Cook icon indicating copy to clipboard operation
Cook copied to clipboard

Cook loses track of offers

Open wyegelwel opened this issue 7 years ago • 8 comments

It is possible for Cook to be assigned an offer and then neither accept or reject the offer. I was able to repro this by running a dev cook connected to minimeso and waiting about 10-15 minutes.

A workaround is to start mesos with offer expiry, however it is worth tracking down where cook loses the offers and fixing it.

wyegelwel avatar Mar 27 '17 19:03 wyegelwel

Working on it.

mforsyth avatar Apr 03 '17 13:04 mforsyth

Neither I nor @wyegelwel can reproduce. Looking at the code my suspicion was that, for some reason, at the time, cook was unable to connect to Mesos master in order to decline the offer(s). @wyegelwel can we close until it rears its head?

mforsyth avatar Apr 06 '17 13:04 mforsyth

We are currently using Cook to schedule jobs onto Mesos and end up in a state where jobs are perpetually stuck in "WAITING" state. We have to restart the cook server to get it out of this state but eventually it goes back into the same state again.

Could the problem we see be related to this issue?

Also, if we want to debug this further, how would you suggest we go about it?
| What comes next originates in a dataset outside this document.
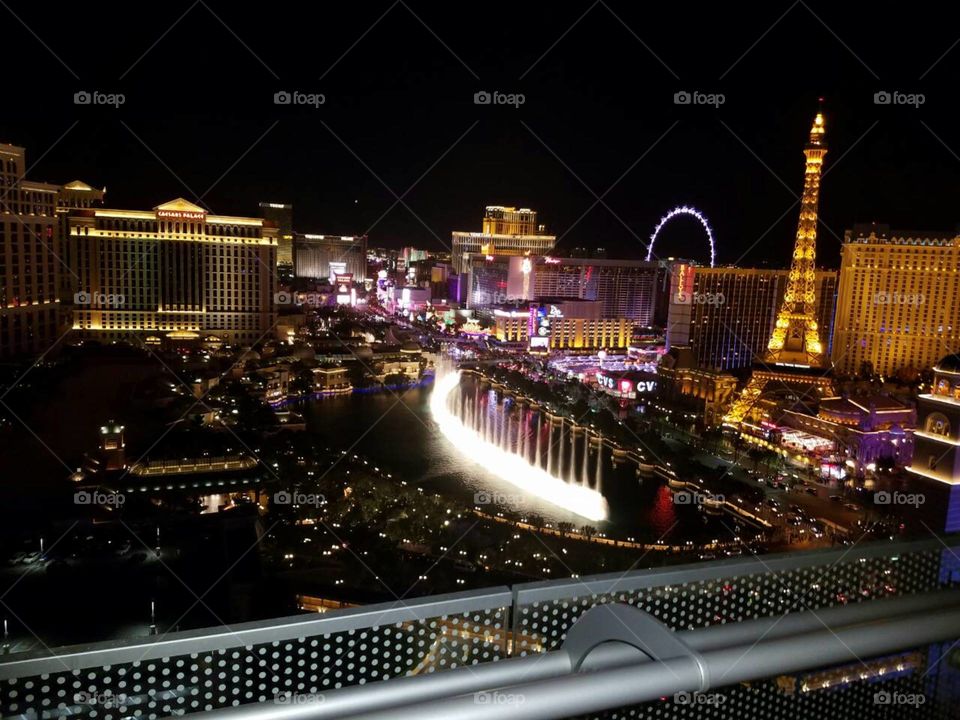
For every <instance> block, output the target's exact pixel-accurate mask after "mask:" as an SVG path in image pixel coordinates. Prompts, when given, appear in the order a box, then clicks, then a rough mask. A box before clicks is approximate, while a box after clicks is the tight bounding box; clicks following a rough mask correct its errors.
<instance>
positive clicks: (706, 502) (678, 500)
mask: <svg viewBox="0 0 960 720" xmlns="http://www.w3.org/2000/svg"><path fill="white" fill-rule="evenodd" d="M707 502H716V503H722V502H723V495H713V494H711V493H702V492H693V491H692V490H681V491H680V492H678V493H674V495H673V503H674V505H703V504H704V503H707Z"/></svg>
We don't really see anything suspicious in the logs. Thread dumps and heap dumps look fine too. So, we are not sure where to go next.

itspanzi avatar Jun 05 '18 18:06 itspanzi

Hi @itspanzi, thanks for chiming in. Are you able to reproduce this reliably? If so, could you describe how to reproduce it (e.g. Cook Scheduler configuration, job submissions, etc.)?

dposada avatar Jun 05 '18 18:06 dposada

At the moment, we are running an old version of Cook (0.1.10). So, we are upgrading it today to the latest release version. If the problem still persists, I will add more details here.

Also, a couple of questions:

  • Is there a reason why all scheduled jobs would be sitting in a "waiting" state without actually being picked up by Mesos?
  • Is there a Slack channel where the Cook team hangs out where we can give more details?

itspanzi avatar Jun 05 '18 22:06 itspanzi

One other approach is to used the unscheduled_jobs endpoint, i.e.

http://cook.example.com/unscheduled_jobs?job=5ccf214c-ba94-4304-9959-c6670d4645c6

That should give you some input one why Cook has been rejecting certain offers for the job. Can you try that and let us know what you see?

pschorf avatar Jun 11 '18 15:06 pschorf

@itspanzi We've created a Slack workspace that the dev team is in, feel free to sign up via:

http://cookscheduler.herokuapp.com/

dposada avatar Jun 12 '18 15:06 dposada

Hi @dposada and @pschorf - thanks for following up on this thread. So, we were running cook 0.1.10 and also had a bug in our framework id in Mesos (we somehow ended up with invalid characters in the framework id that Cook used in Mesos).

We fixed the framework id and upgraded to the latest cook version (one from last week). Things seem to be working as expected. We will keep an eye out on it and if we see anything weird, will drop a note here.

Also - thanks for the Slack info. Will definitely drop by. 👍

itspanzi avatar Jun 12 '18 17:06 itspanzi